My bedroom overlooks a local public elementary school. The other day I was delayed heading off to the office and so I got to eavesdrop and listen to all the morning announcements at the school. The principal mentioned the student of the week, encouraged everyone to participate in some fund raising effort, led the kids in singing a patriotic song and then they all began to recite the Pledge of Allegiance.
As I sat there in my room, I had tears running down my cheeks as I considered the power of what those kids were saying and doing. They were declaring with songs and powerful declarations that they have a deep commitment to their country and all it stands for.
Eighty years ago this week, President Hoover signed a resolution that established Francis Scott Key’s “Star-Spangled Banner” as our national anthem. Almost 200 years ago. Key penned the original document (entitled as “In Defense of Fort McHenry”) as a four stanza poem that was later put to music and became a popular patriotic song during the Civil War.
It seems that Key was sent to meet with some British officers on their ships as they sat in the Chesapeake Bay. He was supposed to negotiate the release of a prisoner. He apparently stayed and dined with the officers who then refused to release him. He had seen too much and could divulge their strength. So Key watched as the 50 warships shelled For McHenry for 25 hours. It is reported that nearly 2000 bombs and rockets were fired on the American troops and yet they were able to repel the British attack.
As the smoke cleared Key wrote his four stanzas of prose, the first of which we all routinely sing at moments of national pride. But the fourth stanza is also significant, and it reads in part, “Blest with victory and peace, may the heaven rescued land praise the Power that hath made and preserved us a nation. Then conquer we must, when our cause it is just, and this be our motto, In God is our trust. And the star-spangled banner in triumph shall wave over the land of the free and the home of the brave.”
Consider the preciousness of American school children repeating such powerful words and displaying such confidence in the God who is doing the blessing.
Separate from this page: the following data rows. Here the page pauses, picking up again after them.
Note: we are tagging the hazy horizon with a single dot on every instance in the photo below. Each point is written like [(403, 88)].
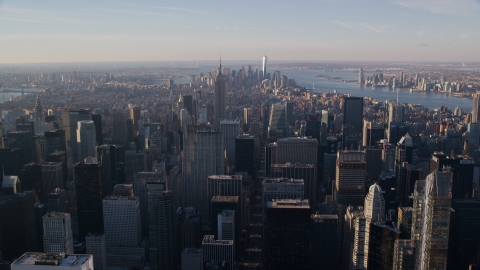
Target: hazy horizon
[(325, 30)]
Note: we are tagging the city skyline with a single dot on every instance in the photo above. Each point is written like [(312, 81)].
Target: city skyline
[(402, 30)]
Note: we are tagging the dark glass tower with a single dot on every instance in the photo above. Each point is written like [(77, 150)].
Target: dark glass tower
[(353, 113), (462, 169), (17, 225), (90, 192), (287, 235)]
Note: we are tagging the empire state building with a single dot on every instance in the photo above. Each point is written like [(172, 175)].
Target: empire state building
[(220, 98)]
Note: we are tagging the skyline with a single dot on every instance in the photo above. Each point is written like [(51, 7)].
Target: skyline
[(114, 31)]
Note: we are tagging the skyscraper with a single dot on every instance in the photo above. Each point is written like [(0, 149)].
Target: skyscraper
[(17, 230), (135, 114), (287, 235), (350, 178), (167, 242), (264, 65), (121, 215), (90, 191), (86, 139), (95, 244), (360, 76), (202, 157), (353, 113), (435, 223), (230, 130), (220, 102), (476, 108), (218, 251), (57, 233), (69, 124)]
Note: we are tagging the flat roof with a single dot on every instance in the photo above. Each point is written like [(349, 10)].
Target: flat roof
[(225, 199), (72, 260)]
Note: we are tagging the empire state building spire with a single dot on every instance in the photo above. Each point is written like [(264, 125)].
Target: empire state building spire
[(220, 97)]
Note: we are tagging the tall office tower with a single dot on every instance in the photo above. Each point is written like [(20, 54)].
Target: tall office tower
[(154, 184), (476, 108), (119, 123), (280, 188), (462, 168), (34, 260), (245, 154), (300, 151), (417, 210), (220, 203), (202, 157), (372, 133), (353, 216), (230, 130), (278, 119), (247, 119), (135, 114), (218, 251), (192, 259), (134, 162), (40, 211), (287, 235), (381, 246), (106, 154), (374, 211), (313, 126), (69, 124), (404, 254), (121, 216), (55, 141), (264, 65), (86, 139), (189, 228), (360, 76), (407, 176), (350, 178), (464, 236), (10, 161), (406, 151), (31, 179), (353, 113), (52, 176), (22, 140), (226, 225), (95, 244), (56, 201), (166, 217), (17, 229), (90, 190), (432, 250), (324, 248), (220, 102), (147, 197), (57, 233), (97, 121), (396, 113)]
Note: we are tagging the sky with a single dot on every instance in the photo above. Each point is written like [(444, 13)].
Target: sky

And then contrast that with a recent news report of a video filmed in Pakistan showing children recreating suicide bomber attacks as a playground game (see www.dailymail.com).
“In this single-take video, the “bomber” approaches another boy, dressed in white who appears to be mimicking a member of the security forces and tries to stop him. But the young Jihadi then detonates the trigger…with other boys throwing sand into the air to create a “special effect” as if the bomb detonated.” Other children lay sprawled on the ground as if they were dead.
I certainly agree with Mr. Jafar of “Save the Children UK in Pakistan” who remarked, “It is horrifying and alarming. These children have become fascinated by bombers rather than condemning them. If they glamorize violence now, they can become part of it later in life.”
I am so very grateful to have been born into a society where children are taught to honor life and the giver of life, where children sing of their allegiance to a country that affords them precious freedoms, and where kids play all manner of imaginary games without highlighting the death of others.
This week, maybe it is a good time to be reminding ourselves…it is a true blessing to be living in the land of the free and the home of the brave.